Mais bon… et puis j’ai lu dans l’Hibernation le manifeste signé d’un paquet de gens du spectacle, qui, écrivent-ils, ne sont pas dupes. D’abord c’est de l’écriture inclusive, et rien que ça, ça me donne des boutons : « … artistes, technicien·ne·s, aut·eur·rice·s, de tous ces métiers de la ­culture…« . Chouette culture ! vous imaginez Binoche ou Bonnaffé débitant sur le plateau leur texte en écriture inclusive ? la culture, c’est d’abord de respecter sa langue.

Notons la docte citation en pur rosbif, en bas du manifeste, de cette fadaise émise par Feu Sir John Lennon : «A dream you dream alone is only a dream / A dream you dream together is reality.» ( je traduis à ma sauce : Rêver tout seul, ce n’est que du rêve ; rêver ensemble, c’est du réel ).
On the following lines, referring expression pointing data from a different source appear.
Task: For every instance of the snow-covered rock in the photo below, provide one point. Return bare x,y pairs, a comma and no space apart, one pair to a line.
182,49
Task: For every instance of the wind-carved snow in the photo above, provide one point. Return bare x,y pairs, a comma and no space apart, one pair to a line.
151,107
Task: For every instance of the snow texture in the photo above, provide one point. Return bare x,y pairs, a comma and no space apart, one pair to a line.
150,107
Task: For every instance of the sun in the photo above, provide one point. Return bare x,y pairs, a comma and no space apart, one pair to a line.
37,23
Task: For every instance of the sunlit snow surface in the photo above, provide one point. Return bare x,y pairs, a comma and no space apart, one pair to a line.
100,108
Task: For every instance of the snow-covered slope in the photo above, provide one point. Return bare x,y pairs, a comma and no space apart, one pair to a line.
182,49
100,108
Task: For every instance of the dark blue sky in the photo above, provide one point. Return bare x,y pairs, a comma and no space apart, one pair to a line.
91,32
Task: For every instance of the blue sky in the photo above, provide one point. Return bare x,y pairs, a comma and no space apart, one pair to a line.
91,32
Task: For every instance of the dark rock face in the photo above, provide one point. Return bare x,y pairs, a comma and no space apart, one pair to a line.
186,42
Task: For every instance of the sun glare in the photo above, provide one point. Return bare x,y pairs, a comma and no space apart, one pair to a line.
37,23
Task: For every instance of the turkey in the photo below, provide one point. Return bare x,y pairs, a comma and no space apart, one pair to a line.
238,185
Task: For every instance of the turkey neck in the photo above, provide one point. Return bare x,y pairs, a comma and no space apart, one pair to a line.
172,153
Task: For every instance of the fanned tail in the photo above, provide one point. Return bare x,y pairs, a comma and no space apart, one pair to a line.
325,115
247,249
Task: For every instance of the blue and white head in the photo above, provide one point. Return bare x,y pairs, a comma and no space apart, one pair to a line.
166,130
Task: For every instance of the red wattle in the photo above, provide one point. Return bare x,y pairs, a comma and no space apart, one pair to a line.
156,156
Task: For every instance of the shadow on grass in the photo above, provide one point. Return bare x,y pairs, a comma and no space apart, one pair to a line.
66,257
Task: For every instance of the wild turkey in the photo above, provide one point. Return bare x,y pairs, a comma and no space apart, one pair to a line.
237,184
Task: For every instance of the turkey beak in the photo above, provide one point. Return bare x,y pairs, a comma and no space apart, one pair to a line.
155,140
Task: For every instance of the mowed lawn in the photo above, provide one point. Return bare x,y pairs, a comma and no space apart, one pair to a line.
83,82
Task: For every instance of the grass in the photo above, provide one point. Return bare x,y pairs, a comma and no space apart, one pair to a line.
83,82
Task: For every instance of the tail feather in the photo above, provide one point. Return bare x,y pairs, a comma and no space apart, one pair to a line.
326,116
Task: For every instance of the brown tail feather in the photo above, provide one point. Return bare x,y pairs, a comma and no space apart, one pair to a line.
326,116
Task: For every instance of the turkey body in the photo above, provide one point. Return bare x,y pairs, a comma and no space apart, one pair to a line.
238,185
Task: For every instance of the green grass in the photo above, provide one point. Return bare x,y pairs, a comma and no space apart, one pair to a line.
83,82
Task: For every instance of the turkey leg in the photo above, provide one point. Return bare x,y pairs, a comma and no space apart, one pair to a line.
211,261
Ce n’est pas faux, cher John, sauf que donner corps à des rêves collectifs n’a jamais fondé leur légitimité ou leur pertinence ! rêver n’a jamais été signe de jugeote.
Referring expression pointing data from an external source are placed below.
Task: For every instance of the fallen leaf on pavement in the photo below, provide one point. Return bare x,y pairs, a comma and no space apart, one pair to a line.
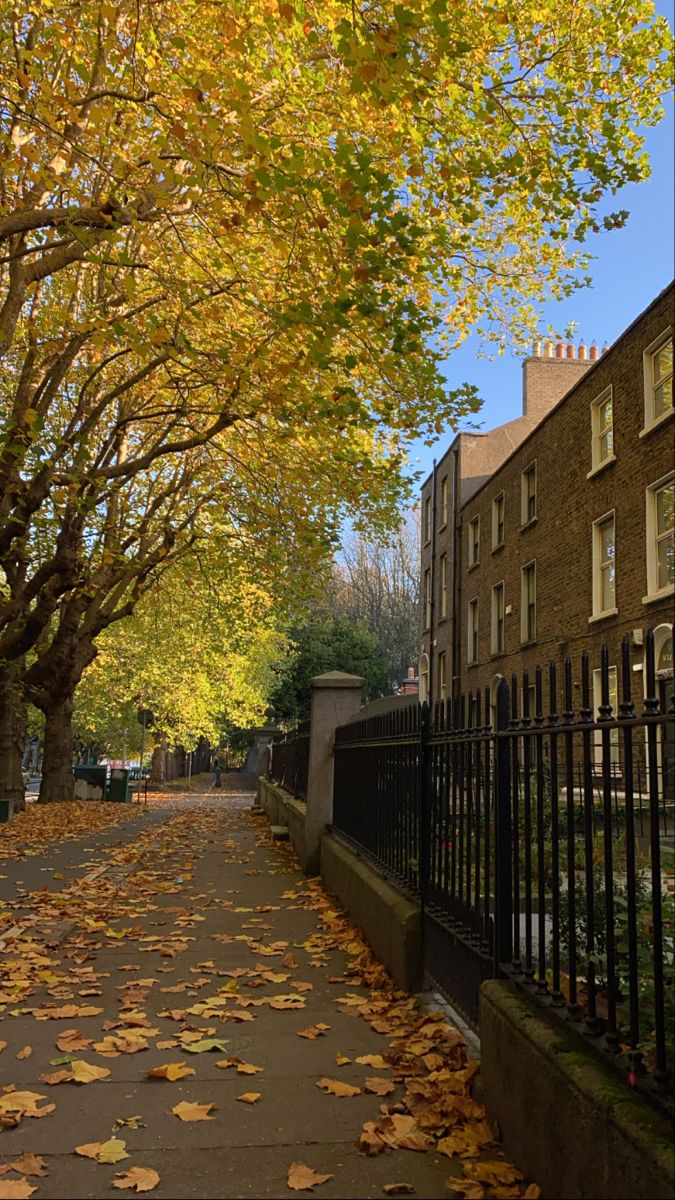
187,1110
380,1086
138,1179
71,1039
336,1087
16,1105
111,1151
491,1173
65,1011
303,1177
171,1071
81,1072
467,1189
205,1044
372,1060
88,1150
29,1164
16,1189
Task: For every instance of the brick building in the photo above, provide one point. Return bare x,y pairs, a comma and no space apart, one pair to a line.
554,533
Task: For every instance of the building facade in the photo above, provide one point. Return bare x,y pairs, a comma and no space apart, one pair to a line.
554,533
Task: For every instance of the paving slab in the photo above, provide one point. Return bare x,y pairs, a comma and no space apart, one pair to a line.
198,875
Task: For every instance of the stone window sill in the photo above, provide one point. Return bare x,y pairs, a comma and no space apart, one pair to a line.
656,424
602,616
662,594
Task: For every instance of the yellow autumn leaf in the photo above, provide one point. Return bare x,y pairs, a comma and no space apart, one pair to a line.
189,1110
171,1071
137,1179
336,1087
Et de jugeote (*), les signataires de cet appel n’en ont pas plus que moi ou tout autre citoyen en possession d’un minimum de sens commun : le monde du spectacle n’est pas doué par nature de clairvoyance politique supérieure. Etre une actrice, un metteur en scène, un artiste… ne procure pas un supplément de Q.I. : tout au plus de la visibilité, et rien d’autre ; et c’est ça qu’ils.elles 😉 exploitent, les signataires : leur visibilité ! évidemment ça leur a permis de trouver à Libé une page accueillante, et au Monde une caisse de résonance complice, chose dont Tibert l’obscur et solitaire blogueur ne pourrait rêver.

Péroraison de cet appel du 4 mai : « Rien n’est écrit. Dessinons un monde meilleur« . Belle enflure textuelle ; enfonçons des portes grand ouvertes ! quant à nuancer le pour et le contre des révoltes en jaune – si si, il y a du pour, et du contre ! – , quant à dénoncer la violence et la haine portées par ce mouvement et les opportunistes qui s’y agglomèrent, quant à percevoir le vide, l’ineptie, le chaos des propositions sociétales, s’il y en a, pour l’après-démolition tant espérée, alors là… ce sont des gens du spectacle, faut pas pousser.

Tibert

PS – En négatif sous cet appel, amusez-vous à relever tous les noms d’artistes très connus et qui n’y figurent pas… comme quoi, hein, dire que c’est « le monde du spectacle » qui, que… non : quelques-un.e.s, inclusivement, et basta.

(*) Oui, j’ai vérifié, il n’y a qu’un t : jugeote, n.f.